The 53-year-old mayor -- Erdogan's main political rival -- was arrested on Wednesday, just days before he was to be named the CHP's candidate for the 2028 presidential race.
The move sparked two days of protests that began in Istanbul and quickly spread to at least 32 of Turkey's 81 provinces, according to an AFP count.
CHP leader Ozgur Ozel has called a third nightly protest outside Istanbul City Hall at 1730 GMT, urging demonstrators to hit the streets across Turkey at the same time, despite the justice minister warning such calls were "unlawful and unacceptable".
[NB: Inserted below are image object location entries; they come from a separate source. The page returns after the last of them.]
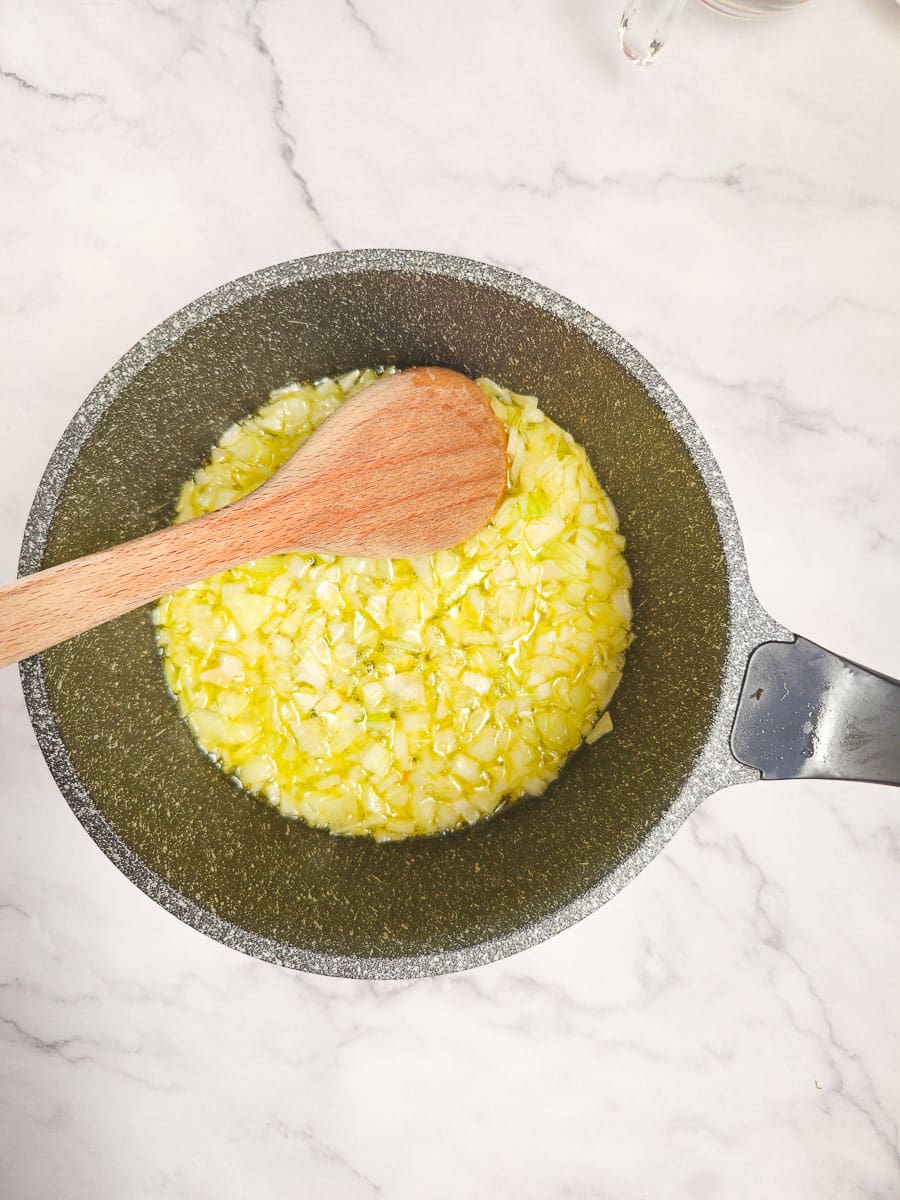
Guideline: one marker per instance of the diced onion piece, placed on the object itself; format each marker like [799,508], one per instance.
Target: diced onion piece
[388,699]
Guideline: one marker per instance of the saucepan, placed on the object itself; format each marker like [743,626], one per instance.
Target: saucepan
[714,693]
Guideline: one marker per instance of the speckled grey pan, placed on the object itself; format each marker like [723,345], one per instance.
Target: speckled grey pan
[238,871]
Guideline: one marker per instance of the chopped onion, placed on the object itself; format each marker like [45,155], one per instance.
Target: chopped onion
[390,699]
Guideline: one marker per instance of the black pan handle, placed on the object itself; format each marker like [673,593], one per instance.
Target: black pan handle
[805,713]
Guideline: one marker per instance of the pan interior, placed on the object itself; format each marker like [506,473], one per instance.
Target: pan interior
[337,895]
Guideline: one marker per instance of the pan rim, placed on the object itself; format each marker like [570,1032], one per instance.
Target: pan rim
[748,622]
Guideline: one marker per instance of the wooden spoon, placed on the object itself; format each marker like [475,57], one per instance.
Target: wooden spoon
[413,463]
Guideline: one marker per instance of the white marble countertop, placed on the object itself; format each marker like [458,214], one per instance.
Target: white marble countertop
[727,1027]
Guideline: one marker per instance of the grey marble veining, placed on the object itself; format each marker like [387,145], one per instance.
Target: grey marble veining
[731,1017]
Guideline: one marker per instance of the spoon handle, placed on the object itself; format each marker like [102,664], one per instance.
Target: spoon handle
[51,606]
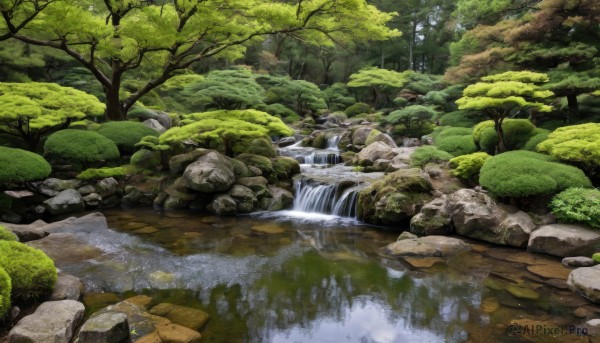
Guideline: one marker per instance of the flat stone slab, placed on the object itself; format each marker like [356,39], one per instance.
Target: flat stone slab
[52,322]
On Friday, Istanbul's governor closed off Galata Bridge and Ataturk Bridge, which cross the Golden Horn estuary and are the main access routes to the historic peninsula where City Hall is located.
Thousands have defied a protest ban in Istanbul, gathering nightly outside City Hall. On Friday, the authorities extended the ban to the capital Ankara and the western coastal city of Izmir.
Police initially showed restraint but on Thursday fired rubber bullets and teargas as they scuffled with students in Istanbul and Ankara, AFP correspondents said.
So far, at least 88 protesters have been arrested, Turkish media said, with Interior Minister Ali Yerlikaya saying 16 police officers had been hurt.
Police had also detained another 54 people for online posts deemed as "incitement to hatred", he said.
- 'Opposition drama' -
Late Thursday, Erdogan shrugged off the unrest -- Turkey's worst street protests in years -- as little more than "the opposition's dramas".
But he upped the ante with his speech on Friday, accusing the opposition leader of "grave irresponsibility".
Ozel had on Thursday vowed that the protests would continue.
"From now on, no one should expect CHP to do politics in halls or buildings, we'll be on the streets and in the squares," he told the crowd at City Hall.
The pro-Kurdish opposition DEM party also said it would join Friday's Istanbul rally.
Officials said Imamoglu and six others were under investigation for "aiding a terrorist organisation" -- namely the banned Kurdish PKK militant group. He is also under scrutiny in a graft probe involving about 100 other suspects.
Investigators reportedly began questioning Imamoglu on Friday afternoon, local media reported, saying all of the suspects were due in court on Sunday morning.
- Primary -
Despite Imamoglu's detention, the CHP vowed it would press ahead with its primary on Sunday at which it would formally nominate him as its candidate for the 2028 race.
The party said it would open the process to anyone who wanted to vote, not just party members, saying: "Come to the ballot box and say 'no' to the coup attempt!"
Observers said the government could seek to block the primary to prevent a further show of support for Imamgolu.
"If a large number of people show up and vote for Imamoglu, it will further legitimise him domestically," Gonul Tol, head of the Turkish studies programme at the Washington-based Middle East Institute, told AFP.
"It could really move things in a direction that Erdogan doesn't want."
The move against Imamoglu has dealt a heavy blow to the Turkish lira, and on Friday the BIST 100 stock exchange was trading lower, shedding 6.63 percent shortly after 1200 GMT.